When you do fully value-oriented programming in Rust (i.e. no interior mutability involved) that's essentially functional programming. There's mutable, ephemeral data involved, but it's always confined to a single well-defined context and never escapes from it. You can even have most of your code base be sans-IO, which is the exact same pattern you'd use in Haskell.

theLiminator 35 minutes ago | parent [-]

I actually like rust more than Haskell, but `You can even have most of your code base be sans-IO, which is the exact same pattern you'd use in Haskell.` glosses over the fact that in Haskell it's enforced at compile time.

tehnub 6 hours ago | parent | prev | next [-]

I wouldn’t because idiomatic Haskell is way slower than idiomatic Rust.

4 hours ago | parent [-]
[deleted]
jimbokun 7 hours ago | parent | prev [-]

Isn’t Rust a pretty good functional language? It has most of the features that enable safe, correct code without being anal about immutability and laziness that make performance difficult to predict.

wolvesechoes 8 hours ago | parent | prev | next [-]

[flagged]

basch 2 hours ago | parent | prev [-]

Rust may be the darling of the moment, but Erlang is oft slept on.

As AI makes human-readable syntax less relevant, the Erlang/Elixir BEAM virtual machine is an ideal compilation target because its "let it crash" isolated process model provides system-level fault tolerance against AI logic errors, arguably more valuable than Rust’s strict memory safety.

The native Actor Model simplifies massive concurrency by eliminating shared state and the complex thread management.

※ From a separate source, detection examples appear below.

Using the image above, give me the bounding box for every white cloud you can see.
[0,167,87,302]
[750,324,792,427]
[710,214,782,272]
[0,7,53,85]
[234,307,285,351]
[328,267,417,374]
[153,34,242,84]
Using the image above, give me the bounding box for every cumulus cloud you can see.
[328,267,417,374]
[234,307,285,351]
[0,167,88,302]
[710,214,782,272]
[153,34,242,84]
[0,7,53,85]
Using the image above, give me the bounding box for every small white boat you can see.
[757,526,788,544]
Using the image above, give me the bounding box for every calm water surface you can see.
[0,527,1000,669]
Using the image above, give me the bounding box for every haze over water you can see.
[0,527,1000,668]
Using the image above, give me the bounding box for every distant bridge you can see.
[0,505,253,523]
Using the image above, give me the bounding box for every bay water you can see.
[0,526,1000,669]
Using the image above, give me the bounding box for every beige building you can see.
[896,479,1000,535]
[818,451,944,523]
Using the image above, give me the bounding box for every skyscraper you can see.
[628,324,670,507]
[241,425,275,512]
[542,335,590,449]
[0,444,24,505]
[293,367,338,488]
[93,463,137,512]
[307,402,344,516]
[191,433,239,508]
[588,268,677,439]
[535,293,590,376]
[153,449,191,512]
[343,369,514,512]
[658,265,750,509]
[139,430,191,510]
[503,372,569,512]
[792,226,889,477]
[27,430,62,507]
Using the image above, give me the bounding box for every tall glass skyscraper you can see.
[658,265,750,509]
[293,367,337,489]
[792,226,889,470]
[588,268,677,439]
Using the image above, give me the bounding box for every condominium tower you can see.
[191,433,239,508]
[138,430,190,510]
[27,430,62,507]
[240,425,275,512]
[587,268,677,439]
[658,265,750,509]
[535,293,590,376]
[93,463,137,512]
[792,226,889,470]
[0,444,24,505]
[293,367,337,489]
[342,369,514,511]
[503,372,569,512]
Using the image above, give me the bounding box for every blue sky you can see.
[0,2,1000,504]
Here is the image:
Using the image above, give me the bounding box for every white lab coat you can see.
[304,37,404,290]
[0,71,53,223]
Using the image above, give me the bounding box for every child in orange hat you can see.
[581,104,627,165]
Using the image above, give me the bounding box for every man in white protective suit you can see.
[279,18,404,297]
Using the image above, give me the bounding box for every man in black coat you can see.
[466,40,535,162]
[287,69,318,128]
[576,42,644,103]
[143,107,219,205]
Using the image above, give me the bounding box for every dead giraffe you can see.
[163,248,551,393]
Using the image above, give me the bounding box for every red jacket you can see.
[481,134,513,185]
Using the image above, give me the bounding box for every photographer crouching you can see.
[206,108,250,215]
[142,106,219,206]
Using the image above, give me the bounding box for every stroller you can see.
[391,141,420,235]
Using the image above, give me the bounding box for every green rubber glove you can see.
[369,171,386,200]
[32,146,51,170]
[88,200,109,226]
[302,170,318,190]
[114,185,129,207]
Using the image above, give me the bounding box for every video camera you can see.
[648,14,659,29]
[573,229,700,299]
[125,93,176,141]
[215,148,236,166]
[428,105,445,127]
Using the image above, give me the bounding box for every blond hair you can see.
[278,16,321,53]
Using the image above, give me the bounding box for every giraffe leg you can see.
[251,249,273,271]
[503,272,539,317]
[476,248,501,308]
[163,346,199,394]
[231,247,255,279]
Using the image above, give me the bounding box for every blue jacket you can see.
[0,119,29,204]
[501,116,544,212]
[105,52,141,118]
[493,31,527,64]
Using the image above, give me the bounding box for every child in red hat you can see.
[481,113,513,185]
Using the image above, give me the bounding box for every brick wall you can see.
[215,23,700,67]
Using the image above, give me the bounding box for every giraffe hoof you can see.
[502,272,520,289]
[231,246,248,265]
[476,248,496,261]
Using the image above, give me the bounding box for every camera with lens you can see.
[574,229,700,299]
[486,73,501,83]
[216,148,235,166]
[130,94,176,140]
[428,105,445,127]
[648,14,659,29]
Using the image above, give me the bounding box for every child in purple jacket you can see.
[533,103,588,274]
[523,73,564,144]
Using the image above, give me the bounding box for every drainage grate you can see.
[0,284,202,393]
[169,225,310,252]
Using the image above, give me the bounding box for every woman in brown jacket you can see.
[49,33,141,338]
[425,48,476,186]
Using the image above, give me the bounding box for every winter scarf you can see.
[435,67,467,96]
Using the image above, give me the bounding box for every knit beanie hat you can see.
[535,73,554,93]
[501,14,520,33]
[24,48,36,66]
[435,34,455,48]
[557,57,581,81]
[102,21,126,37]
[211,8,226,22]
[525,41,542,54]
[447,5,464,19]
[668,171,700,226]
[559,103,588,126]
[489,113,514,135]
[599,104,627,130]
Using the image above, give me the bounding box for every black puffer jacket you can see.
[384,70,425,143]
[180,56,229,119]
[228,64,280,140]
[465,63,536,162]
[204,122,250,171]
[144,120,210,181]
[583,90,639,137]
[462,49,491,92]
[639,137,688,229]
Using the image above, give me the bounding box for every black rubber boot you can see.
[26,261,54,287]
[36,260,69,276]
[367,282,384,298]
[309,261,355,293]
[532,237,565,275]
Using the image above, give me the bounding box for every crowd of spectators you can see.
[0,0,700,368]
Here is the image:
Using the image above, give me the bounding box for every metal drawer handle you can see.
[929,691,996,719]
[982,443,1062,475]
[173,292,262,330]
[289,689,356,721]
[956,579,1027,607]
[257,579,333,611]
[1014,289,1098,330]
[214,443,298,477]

BEAM's hot code swapping capability also enables a continuous deployment where an AI can dynamically rewrite and inject optimized functions directly into live applications with zero downtime.

Imagine a future where an LLM is constantly monitoring server performance, profiling execution times, and dynamically rewriting sub-optimal functions in real-time. With Rust, every optimization requires a recompile and a deployment cycle that interrupts the system.

Finally, Erlang's functional immutability makes deterministic AI reasoning easier, while its built-in clustering replaces complex external infrastructure, making it a resilient platform suited for automated iteration.